Bien sûr, la nouvelle Classe S apporte également ses petites pierres à l’édifice des interfaces « new look ». Elle adopte par exemple en première mondiale une instrumentation à affichage 3D sans lunettes. Ce système suit du regard du conducteur de manière à lui afficher une image en relief réaliste. L’affichage tête haute élargi inclut des fonctionnalités de réalité augmentée sur sa surface d’affichage XXL, équivalente à un écran de 77 pouces.
Mercedes a également planché sur la sécurité passive, son cheval de bataille depuis les années 60. La Classe S W223 inaugure par exemple un airbag arrière de 70 litres destiné à protéger les occupants de la banquette en cas de choc frontal. Un tout aussi inédit airbag médian fait également son apparition : intégré au siège conducteur, il se déploie au centre en cas de collision latérale afin d’éviter que les occupants des places avant ne se blessent mutuellement. Mais le clou du spectacle, c’est le « Pre-Safe Impulse » : toujours en cas de collision latérale, ce système surélève automatiquement les suspensions de 8 centimètres. Ainsi, davantage d’énergie est transmise aux superstructures du plancher, mieux à même de l’absorber.
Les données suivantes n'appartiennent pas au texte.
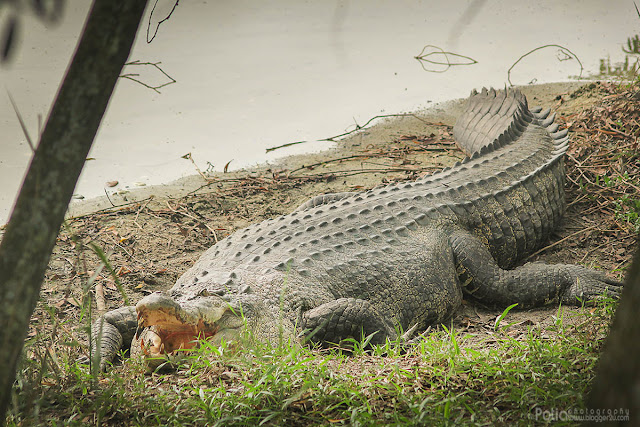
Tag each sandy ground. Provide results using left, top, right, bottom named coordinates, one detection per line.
left=18, top=82, right=631, bottom=358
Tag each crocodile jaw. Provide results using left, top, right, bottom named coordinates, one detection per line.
left=133, top=292, right=243, bottom=369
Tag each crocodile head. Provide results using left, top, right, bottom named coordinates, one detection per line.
left=131, top=292, right=294, bottom=370
left=131, top=292, right=245, bottom=369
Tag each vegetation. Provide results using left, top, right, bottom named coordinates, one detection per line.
left=8, top=300, right=616, bottom=426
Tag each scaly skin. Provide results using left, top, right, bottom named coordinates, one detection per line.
left=89, top=90, right=620, bottom=369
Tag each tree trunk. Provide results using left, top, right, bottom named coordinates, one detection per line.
left=0, top=0, right=146, bottom=424
left=585, top=245, right=640, bottom=426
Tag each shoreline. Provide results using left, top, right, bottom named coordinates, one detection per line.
left=67, top=81, right=589, bottom=218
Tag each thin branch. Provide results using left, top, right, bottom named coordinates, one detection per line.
left=120, top=60, right=176, bottom=93
left=507, top=44, right=584, bottom=86
left=7, top=90, right=36, bottom=153
left=414, top=44, right=478, bottom=73
left=266, top=113, right=445, bottom=153
left=147, top=0, right=180, bottom=43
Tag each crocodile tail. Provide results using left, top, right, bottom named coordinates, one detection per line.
left=453, top=88, right=534, bottom=157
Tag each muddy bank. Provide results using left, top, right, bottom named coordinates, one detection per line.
left=22, top=83, right=633, bottom=352
left=68, top=82, right=593, bottom=221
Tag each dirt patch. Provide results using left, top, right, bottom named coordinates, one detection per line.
left=16, top=83, right=640, bottom=362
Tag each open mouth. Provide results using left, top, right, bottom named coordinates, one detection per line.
left=135, top=293, right=235, bottom=365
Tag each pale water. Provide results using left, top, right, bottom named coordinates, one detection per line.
left=0, top=0, right=640, bottom=223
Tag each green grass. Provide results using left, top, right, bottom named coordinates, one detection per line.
left=7, top=301, right=616, bottom=426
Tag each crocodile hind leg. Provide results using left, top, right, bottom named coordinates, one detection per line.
left=91, top=306, right=138, bottom=371
left=450, top=231, right=622, bottom=308
left=301, top=298, right=397, bottom=346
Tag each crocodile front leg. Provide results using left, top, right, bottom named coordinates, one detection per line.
left=450, top=231, right=622, bottom=308
left=301, top=298, right=397, bottom=346
left=91, top=306, right=138, bottom=371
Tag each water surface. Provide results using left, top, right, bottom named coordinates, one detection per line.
left=0, top=0, right=640, bottom=222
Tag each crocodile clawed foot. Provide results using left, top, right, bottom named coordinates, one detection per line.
left=562, top=265, right=623, bottom=305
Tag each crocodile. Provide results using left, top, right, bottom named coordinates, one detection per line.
left=92, top=88, right=621, bottom=369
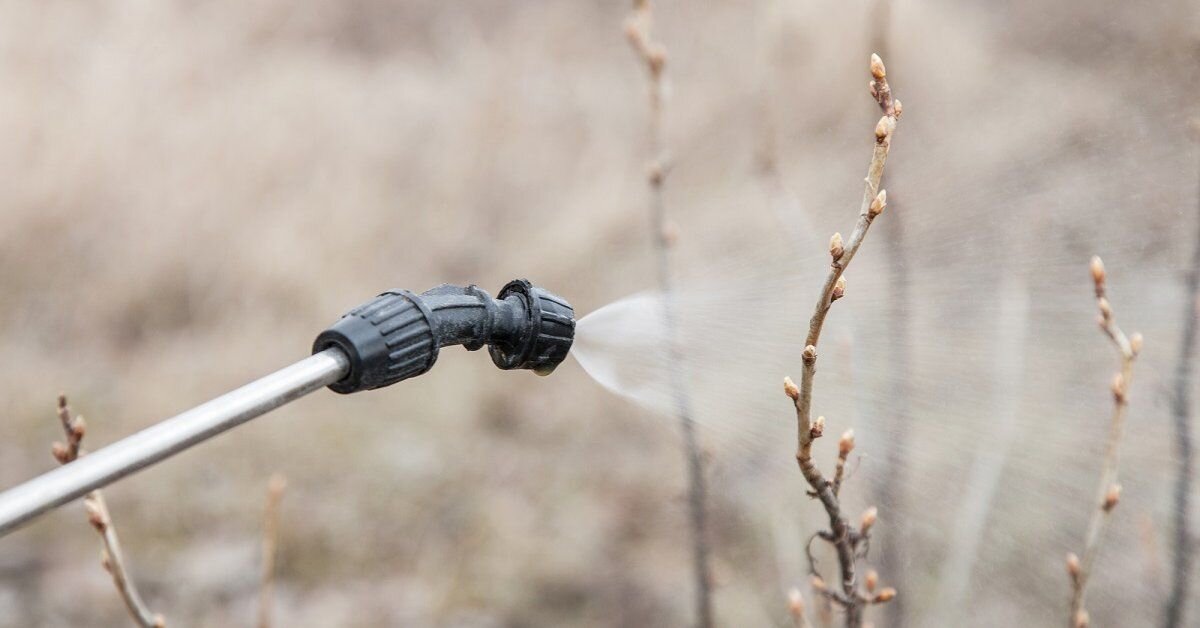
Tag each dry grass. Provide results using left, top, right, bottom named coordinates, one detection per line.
left=0, top=0, right=1196, bottom=628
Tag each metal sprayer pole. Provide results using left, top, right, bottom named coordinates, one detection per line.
left=0, top=348, right=349, bottom=536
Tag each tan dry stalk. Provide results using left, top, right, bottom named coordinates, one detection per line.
left=625, top=0, right=713, bottom=628
left=1067, top=257, right=1142, bottom=628
left=784, top=54, right=904, bottom=628
left=258, top=473, right=288, bottom=628
left=50, top=395, right=167, bottom=628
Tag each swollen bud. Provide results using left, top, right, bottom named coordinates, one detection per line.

Et la conduite autonome dans tout ça ? De ce côté là, pour l’instant, rien de bien neuf. Mercedes nous promet bien une évolution du Drive Pilot vers l’autonomie de niveau 3, qui permettra théoriquement de quitter la route des yeux dans les embouteillages. Mais attention : « sur tronçons d’autoroutes allemands appropriés » uniquement, en fonction de l’évolution de la législation. Et le précédent d’Audi avec l’actuelle A8 incite à la prudence ! De toutes manières, cette fonction ne sera pas proposée avant le second semestre 2021. La Classe S pourra également bénéficier de l’Intelligent Park Pilot, soit un voiturier autonome de niveau 4 : il sera alors possible de déposer sa voiture à l’entrée de parking, et elle ira automatiquement se garer. À condition que le parking en question soit équipé des infrastructures nécessaires. Gageons que la généralisation de ce genre d’équipement n’est pas pour demain…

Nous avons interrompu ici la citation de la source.